Irish writer Frank O’Connor produced well over one hundred works in various genres including literary criticism, poetry, and drama and was best known for his output of short stories and memoirs. The Frank O’Connor International Short Story Award was established in his honor. Much of his canon was inspired by events in his own life growing up in County Cork. The collection My Oedipus Complex and Other Stories consists of approximately 31 short stories, including the title piece which tells of a young boy named Larry and the feelings that he is dealing with relating to his father. When Larry’s father returns home from World War I Larry harbors feelings of resentment and fears losing the complete attention that he has enjoyed from his mother. He struggles to hold onto the attention he gets from her.

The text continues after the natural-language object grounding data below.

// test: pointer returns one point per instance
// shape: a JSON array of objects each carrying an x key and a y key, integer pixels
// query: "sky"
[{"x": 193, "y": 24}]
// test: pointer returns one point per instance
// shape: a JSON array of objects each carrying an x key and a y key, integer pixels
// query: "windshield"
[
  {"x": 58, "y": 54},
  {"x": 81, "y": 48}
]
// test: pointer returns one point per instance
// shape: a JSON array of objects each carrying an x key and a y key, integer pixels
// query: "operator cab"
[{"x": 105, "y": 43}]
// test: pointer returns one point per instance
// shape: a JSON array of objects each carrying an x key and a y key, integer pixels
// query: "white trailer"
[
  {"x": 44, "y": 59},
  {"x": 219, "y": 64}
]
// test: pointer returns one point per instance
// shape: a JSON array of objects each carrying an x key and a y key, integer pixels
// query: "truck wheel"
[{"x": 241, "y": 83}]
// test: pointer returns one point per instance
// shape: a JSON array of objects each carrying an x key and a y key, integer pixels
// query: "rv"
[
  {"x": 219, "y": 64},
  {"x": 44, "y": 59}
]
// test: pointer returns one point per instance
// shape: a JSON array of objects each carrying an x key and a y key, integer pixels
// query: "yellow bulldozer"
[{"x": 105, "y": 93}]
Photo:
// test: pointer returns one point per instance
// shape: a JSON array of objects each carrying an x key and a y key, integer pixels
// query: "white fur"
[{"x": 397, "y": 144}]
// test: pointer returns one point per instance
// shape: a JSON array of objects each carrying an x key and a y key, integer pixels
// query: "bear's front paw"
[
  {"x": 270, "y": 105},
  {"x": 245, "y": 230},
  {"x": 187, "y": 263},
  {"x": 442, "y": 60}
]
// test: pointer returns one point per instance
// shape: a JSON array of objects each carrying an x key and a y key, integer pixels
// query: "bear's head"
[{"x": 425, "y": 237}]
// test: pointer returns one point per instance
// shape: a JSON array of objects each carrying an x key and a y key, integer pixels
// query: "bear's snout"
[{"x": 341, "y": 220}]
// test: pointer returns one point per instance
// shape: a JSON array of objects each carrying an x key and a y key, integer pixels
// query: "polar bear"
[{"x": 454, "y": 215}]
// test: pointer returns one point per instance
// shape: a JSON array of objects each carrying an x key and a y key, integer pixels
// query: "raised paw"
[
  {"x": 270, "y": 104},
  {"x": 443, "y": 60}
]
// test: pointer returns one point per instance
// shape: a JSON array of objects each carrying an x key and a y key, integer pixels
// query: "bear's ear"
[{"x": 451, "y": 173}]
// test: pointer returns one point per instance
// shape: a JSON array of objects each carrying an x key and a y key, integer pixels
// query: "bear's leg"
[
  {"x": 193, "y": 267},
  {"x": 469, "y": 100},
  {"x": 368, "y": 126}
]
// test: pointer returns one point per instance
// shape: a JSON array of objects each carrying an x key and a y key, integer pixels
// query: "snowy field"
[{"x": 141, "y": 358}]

Larry Delaney the protagonist of My Oedipus Complex represents a semi-autobiographical version of the author O’Connor. In the story O’Connor juxtaposes the immediacy of a child’s perspective with the more fully developed perspective of the adult version of the character. Larry, as an adult, remembers his childhood self and the struggle he had coping with seeing his father as a rival thus leading to jealousy as well as feelings of envy connect to his brother, a baby in the family. Through an adult point of view, Larry informs the reader that time has led him to see from a different perspective and to have developed a sense of acceptance of the experience he is recounting. Because it remains clear that the child Larry and the adult Larry remain the same person, the lighter attitude that the adult has developed does not obscure the painful struggles of the child. On a wider scale, the story elucidates the universal conflicted nature of the relationship between fathers and sons.

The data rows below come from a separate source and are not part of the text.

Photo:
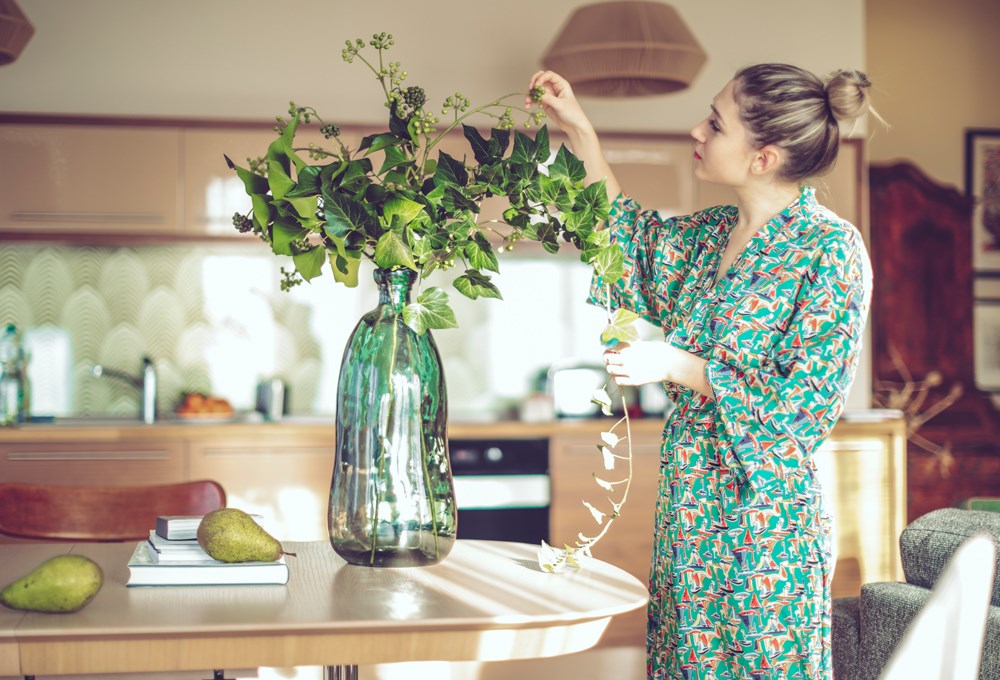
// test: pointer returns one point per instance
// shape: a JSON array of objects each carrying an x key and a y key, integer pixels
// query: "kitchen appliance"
[
  {"x": 272, "y": 399},
  {"x": 572, "y": 384},
  {"x": 502, "y": 488}
]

As the story opens Larry shares his memories of an ideal and happy childhood spent with his mother while his father was away serving in World War I. During this time Larry is as devoted to his mother as she is attentive to him. They share a pleasant daily routine beginning with morning talks in her large bed and walks into town to attend church services and take care of any needed shopping. Other times, they take walks in the country. In the evenings Larry follows his mother’s lead in praying for the safe return of his father, who is a complete mystery to the boy. Everything changes when the father returns home and Larry’s position in his mother’s world quickly changes. There is no longer room in his mother’s bed in the morning. His mother redirects her attention from Larry to his father leaving the boy feeling ignored and unwanted. He is frequently asked to stop talking and remain quiet when his father speaks. He is to be careful not to do anything to awaken his father in the mornings. Larry resents taking second position, or perhaps third if the baby is considered, to his father whom he sees as a rude stranger in the house. Larry cannot understand why his mother favors such a person over him and in his mind it is somehow connected to his mother and father sleeping with each other which Larry describes as an “unhealthy habit” while he views the entire situation as a sign that God could not listen to prayers very carefully if this is how he answers them. Finally, a morning comes when Larry makes noise and wakes his father up and his father warns him to be quiet. Larry is then slapped by his father for yelling at him, which is the beginning of an ongoing series of conflicts between them.
A ceasefire of sorts develops between father and son when Larry’s father too feels that he is being ignored by his wife who now is focusing all of her attention on the baby. By the end of the story Larry is happier as he looks back at a time when his father bought him a model railroad for Christmas. Larry’s personality endears him to readers. He has an active imagination, is well spoken, and comes across as self-confident. The author successfully couples these traits with the sometimes naive nature of childhood as the young Larry does not display a deep understanding of certain concepts such as war, marriage, and reproduction. Further, he does not seem to understand why his mother shows so much concern for his father. The depiction of Larry brings both a poignant mood and a certain amount of humor to the story while dealing with a universal conflict. Larry discovers that fathers and sons always have some level of rivalry in their relationships as they jockey for position within a family. Compassion stems from conflict and while the generations can find common ground, the journey is rarely without a sense of loss.